The secret mission helped discover the wreck of the Titanic
Submersible technology equipped with cameras and sharp judgment helped an oceanographer discover the wreck of the Titanic more than 70 years after the shipwreck.
Almost immediately after the Titanic sank on April 15, 1912, authorities attempted to find the wreck and the bodies of the victims who sank with the ship. However, limited diving technology at the time prevented the search for more than seven decades. On September 1, 1985, nearly 39 years ago , the wreck of the Titanic was found during an expedition with the research vessel Knorr by American oceanographer and naval officer Robert Ballard and French oceanographer Robert Ballard. French Jean-Louis Michel , according to Business Insider .
Robert Ballard is the person who discovered the wreck of the Titanic. (Photo: CTPost).
However, the original diving trip was not to search for the Titanic but was a secret mission to locate the wrecks of the two nuclear submarines USS Scorpion and USS Thresher. It wasn't until 2008 that this information became public when Ballard shared the truth about the mission with National Geographic.
Initially, Ballard met with the US Navy in 1982 to ask for funding to develop Argo, an unmanned camera vehicle that could be towed behind a ship on the water, operating at depths of up to 6,096m. The US Navy agreed to fund the project if it used technology to find submarines sunk in the 1960s. The USS Thresher sank in April 1963 and the USS Scorpion sank five years later, in May 1960. 1968. These are the only nuclear submarines of the US Navy that were lost. The navy agreed to let Ballard search for the Titanic if there was still time on the mission.
Because at that time the United States was caught up in the Cold War, the above mission became top secret. Ballard received special training and served in the military as a naval officer. Ballard began his top-secret expedition by photographing the Thresher in the summer of 1984. The following year, he and a team of experts from the Woods Hole Oceanographic Institution returned to the Atlantic and searched for the wreck of the Scorpion in open waters. off the Azores. Ballard knew his naval duties left him with little time to find the Titanic, so he teamed up with the French Institute for Marine Mining Research, IFREMER.
In July 1985, the French research ship Le Suroit began exploring the area believed to be where the Titanic sank. Using a technique called "grass cutting" , expedition leader Jean-Louis Michel dragged a sonar system across the search area to detect large metal objects on the seabed. Despite scanning the Atlantic Ocean for 5 weeks, the sonar system did not get results. The search for the Titanic was handed over to Ballard and his colleagues, who had just finished surveying the Scorpion.

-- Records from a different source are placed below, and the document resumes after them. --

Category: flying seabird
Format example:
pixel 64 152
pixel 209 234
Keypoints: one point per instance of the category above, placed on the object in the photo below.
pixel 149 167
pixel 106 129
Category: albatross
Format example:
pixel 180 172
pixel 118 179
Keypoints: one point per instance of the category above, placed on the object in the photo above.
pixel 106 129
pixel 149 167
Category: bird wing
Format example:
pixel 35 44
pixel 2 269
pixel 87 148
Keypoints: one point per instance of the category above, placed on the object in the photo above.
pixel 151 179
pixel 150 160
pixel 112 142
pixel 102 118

The submersible Alvin visited the wreck of the Titanic in 1986. (Video: Woods Hole Oceanographic Institution).
Ballard's military assignment left him with only 12 days to search for the Titanic, but also gave him the idea of a new search technique. While photographing the Thresher and Scorpion, he noticed ocean currents carrying small pieces of the wreck as they sank to the bottom of the sea, creating a long trail of debris. So, Ballard decided not to search for the Titanic's hull. Instead, he used Argo to probe its much larger debris trail on the seafloor, which can stretch a mile long. Once he found the location of the debris trail, he could use it to track the wreck.
The new method allowed Ballard to expand the search area and move through it in a much wider pattern. Instead of "mowing the lawn" with sonar, he dragged the Argo along the seabed and monitored live video from the vehicle's camera. A team of seven people maintained smooth operations between the research vessel Knorr and the submersible and analyzed all the data. They work in shifts to monitor continuously all day. After a few days, they saw riveted boards on the ship's hull and boiler. Argo continued to follow the trail of debris and the next morning, the bow of the Titanic appeared before their eyes in the pitch-black water.

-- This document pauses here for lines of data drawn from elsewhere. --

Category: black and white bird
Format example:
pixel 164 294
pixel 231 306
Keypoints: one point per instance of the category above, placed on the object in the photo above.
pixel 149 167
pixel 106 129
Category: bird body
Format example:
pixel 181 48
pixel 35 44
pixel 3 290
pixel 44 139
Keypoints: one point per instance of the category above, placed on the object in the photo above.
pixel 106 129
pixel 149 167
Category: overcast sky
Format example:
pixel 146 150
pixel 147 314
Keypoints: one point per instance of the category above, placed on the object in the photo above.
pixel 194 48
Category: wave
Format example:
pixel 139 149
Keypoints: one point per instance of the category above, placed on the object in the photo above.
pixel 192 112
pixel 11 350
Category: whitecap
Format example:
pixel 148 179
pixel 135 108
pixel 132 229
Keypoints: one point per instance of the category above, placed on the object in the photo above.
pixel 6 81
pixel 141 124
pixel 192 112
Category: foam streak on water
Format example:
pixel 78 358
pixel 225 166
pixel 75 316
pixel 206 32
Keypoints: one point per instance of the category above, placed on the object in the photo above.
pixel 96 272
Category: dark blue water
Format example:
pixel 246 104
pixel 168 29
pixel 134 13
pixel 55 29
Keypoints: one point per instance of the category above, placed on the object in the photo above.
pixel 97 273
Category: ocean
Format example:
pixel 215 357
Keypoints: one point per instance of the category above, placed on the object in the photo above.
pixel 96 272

As suspected, the Titanic broke in half as it sank to the bottom of the sea. The ship's bow lies upright and remains intact. The more damaged stern of the ship was located 400 meters away.
Ballard and his colleagues rushed to film the wreck using both Argo and Angus, another unmanned submarine designed to take still images. The photos reveal large parts of the hull and mast, including the mast hut where the deadly iceberg was first discovered. Some hatches were peeled off, and the deck lighting doors were gone, allowing a view of the grand staircase located inside the ship. The large trail of debris included nameplates, furniture, and even an unopened box of champagne. The only remaining traces of the victims are many pairs of leather shoes still lying on the sand at the bottom of the sea.

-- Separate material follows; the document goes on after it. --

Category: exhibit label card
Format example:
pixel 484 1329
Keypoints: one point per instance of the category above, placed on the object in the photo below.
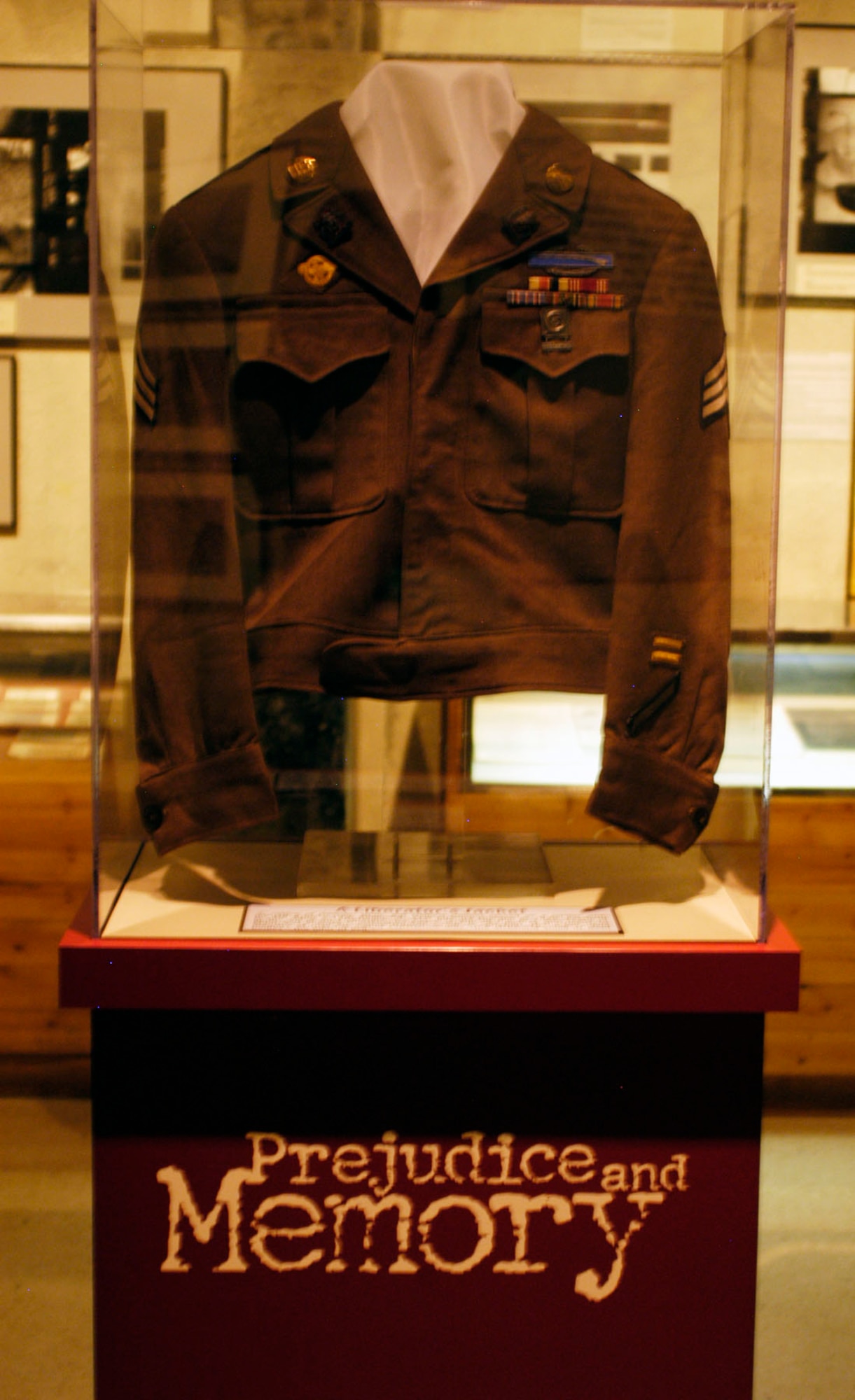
pixel 480 920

Just four days after Ballard's team discovered the wreck of the Titanic, stormy weather forced the team to pack supplies and pilot the Knorr back to the mainland. Dozens of scientists thoroughly studied the wreck site, including Ballard. He returned the following summer to observe the wreck for the first time from inside the manned submersible Alvin . Later, Ballard, became one of the people who strongly opposed salvaging objects from the Titanic.
In February 2023, Woods Hole Oceanographic Institution released a never-before-shared 80-minute underwater video about the discovery. The film was shot with a camera on a research submersible in July 1986.